É concreto que saí do governo em 2008. Até 2023, são 15 anos. Por que as
pessoas tão dadas a coisas concretas não fizeram a BR?
O presidente Luiz Inácio Lula da Silva já
sinalizou apoio à recuperação, incluindo trechos mais críticos, mas com
condicionamento ambiental. Uma das propostas é avançar com as obras em trechos
já liberados por licenciamento, enquanto Ibama e o Ministério do Meio Ambiente
analisam o impacto do asfaltamento completo.
Falta de apoio no governo
Marina foi ao Senado após a aprovação do
projeto que muda normas de licenciamento ambiental. Dois terços dos 54 votos a
favor da flexibilização (houve 13 contrários) vieram da base.
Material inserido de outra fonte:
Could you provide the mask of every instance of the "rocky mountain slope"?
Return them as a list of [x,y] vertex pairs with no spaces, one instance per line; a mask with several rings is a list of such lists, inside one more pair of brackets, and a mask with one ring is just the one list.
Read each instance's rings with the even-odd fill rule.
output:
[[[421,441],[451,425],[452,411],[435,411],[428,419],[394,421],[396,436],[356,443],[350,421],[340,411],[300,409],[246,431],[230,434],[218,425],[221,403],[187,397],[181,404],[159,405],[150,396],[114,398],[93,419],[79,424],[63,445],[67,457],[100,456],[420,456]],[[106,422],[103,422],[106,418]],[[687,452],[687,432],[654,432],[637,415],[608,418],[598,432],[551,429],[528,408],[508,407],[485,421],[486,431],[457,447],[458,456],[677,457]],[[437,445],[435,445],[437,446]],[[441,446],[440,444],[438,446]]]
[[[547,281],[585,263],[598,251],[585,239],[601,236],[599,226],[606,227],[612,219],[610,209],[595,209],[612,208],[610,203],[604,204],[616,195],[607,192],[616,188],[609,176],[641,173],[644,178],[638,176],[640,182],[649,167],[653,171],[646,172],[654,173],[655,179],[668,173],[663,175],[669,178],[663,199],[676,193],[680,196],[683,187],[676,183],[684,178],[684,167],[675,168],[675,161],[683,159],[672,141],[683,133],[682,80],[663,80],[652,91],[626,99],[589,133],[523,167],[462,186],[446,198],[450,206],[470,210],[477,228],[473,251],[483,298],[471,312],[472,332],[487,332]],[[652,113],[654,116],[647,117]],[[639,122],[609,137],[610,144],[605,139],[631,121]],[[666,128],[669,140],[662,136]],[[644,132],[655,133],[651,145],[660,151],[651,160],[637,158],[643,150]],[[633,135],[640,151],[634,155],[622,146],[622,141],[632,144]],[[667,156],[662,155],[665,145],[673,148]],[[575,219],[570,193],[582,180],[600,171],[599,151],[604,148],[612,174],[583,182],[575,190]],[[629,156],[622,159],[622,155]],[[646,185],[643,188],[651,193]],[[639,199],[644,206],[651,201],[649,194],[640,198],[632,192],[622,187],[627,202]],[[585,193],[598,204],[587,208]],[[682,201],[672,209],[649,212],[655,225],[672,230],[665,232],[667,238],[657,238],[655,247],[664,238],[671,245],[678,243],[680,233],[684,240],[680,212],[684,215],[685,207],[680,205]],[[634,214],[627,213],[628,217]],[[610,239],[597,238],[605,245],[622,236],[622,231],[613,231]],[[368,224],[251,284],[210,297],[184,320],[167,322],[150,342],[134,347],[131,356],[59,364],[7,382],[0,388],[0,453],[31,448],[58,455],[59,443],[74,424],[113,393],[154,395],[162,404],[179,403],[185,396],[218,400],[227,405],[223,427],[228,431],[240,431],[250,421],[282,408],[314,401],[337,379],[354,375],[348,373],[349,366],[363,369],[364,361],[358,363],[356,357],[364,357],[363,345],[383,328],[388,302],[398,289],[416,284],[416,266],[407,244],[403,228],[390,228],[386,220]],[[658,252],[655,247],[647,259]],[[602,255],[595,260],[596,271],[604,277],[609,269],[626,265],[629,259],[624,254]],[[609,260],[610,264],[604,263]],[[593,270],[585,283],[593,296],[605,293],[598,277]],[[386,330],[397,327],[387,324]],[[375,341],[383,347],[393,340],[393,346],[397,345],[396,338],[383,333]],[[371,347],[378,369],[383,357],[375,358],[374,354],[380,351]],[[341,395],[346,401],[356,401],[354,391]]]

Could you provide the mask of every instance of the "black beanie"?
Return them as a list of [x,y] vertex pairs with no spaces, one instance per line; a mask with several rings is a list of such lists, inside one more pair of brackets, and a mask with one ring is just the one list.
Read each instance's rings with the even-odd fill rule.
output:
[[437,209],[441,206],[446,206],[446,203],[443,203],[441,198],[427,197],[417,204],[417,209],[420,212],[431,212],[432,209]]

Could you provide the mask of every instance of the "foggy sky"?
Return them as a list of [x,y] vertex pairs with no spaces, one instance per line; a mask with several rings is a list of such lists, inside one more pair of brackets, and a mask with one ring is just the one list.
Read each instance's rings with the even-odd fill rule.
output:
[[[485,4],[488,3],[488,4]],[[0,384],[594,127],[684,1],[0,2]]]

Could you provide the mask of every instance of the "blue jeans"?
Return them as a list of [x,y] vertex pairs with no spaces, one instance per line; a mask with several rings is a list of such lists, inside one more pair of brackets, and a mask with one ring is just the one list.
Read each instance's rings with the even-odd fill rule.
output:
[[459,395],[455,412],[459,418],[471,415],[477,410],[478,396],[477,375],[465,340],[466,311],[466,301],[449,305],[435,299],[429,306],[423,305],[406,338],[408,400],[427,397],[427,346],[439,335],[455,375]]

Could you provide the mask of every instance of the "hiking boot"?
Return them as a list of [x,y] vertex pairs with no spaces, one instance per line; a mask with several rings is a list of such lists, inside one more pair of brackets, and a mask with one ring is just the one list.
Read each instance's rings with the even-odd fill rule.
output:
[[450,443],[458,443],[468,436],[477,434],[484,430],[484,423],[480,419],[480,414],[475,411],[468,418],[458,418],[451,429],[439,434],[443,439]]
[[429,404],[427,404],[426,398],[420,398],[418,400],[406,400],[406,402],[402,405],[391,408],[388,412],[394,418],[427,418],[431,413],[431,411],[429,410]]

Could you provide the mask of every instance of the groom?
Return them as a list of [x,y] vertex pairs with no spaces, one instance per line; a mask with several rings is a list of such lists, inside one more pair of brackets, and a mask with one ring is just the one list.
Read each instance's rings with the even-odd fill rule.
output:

A ministra já sinalizou que vai pedir que o
presidente Luiz Inácio Lula da Silva (PT) vete trechos do projeto, caso seja
aprovado na Câmara, acrescentando que a mobilização popular poderia reverter as
mudanças.
Entre as mudanças mais criticadas por
ambientalistas, pela ministra e por sua equipe está a substituição do
licenciamento em três etapas por uma só. O projeto também permite que
comunidades tradicionais, como indígenas ou quilombolas, que sejam afetadas por
empreendimentos sejam ouvidas no processo apenas no caso de estarem em
territórios já homologados.
Além disso, a proposta isenta atividades de
licenciamento ao prever que empreendimentos de pequeno e médio porte e
potencial poluidor poderão ter uma Licença por Adesão e Compromisso, automática
e autodeclaratória.
Embora o PT tivesse orientado contra o projeto, o fato de o governo não ter trabalhado para obstruir as sessões em que a proposta avançou e no corpo a corpo com senadores foi visto como um aceno à pauta no Congresso. Outro sinal foi uma emenda do presidente do Senado, Davi Alcolumbre (União-AP), que autoriza licenciamentos especiais para obras consideradas estratégicas pelo Conselho de Governo do presidente.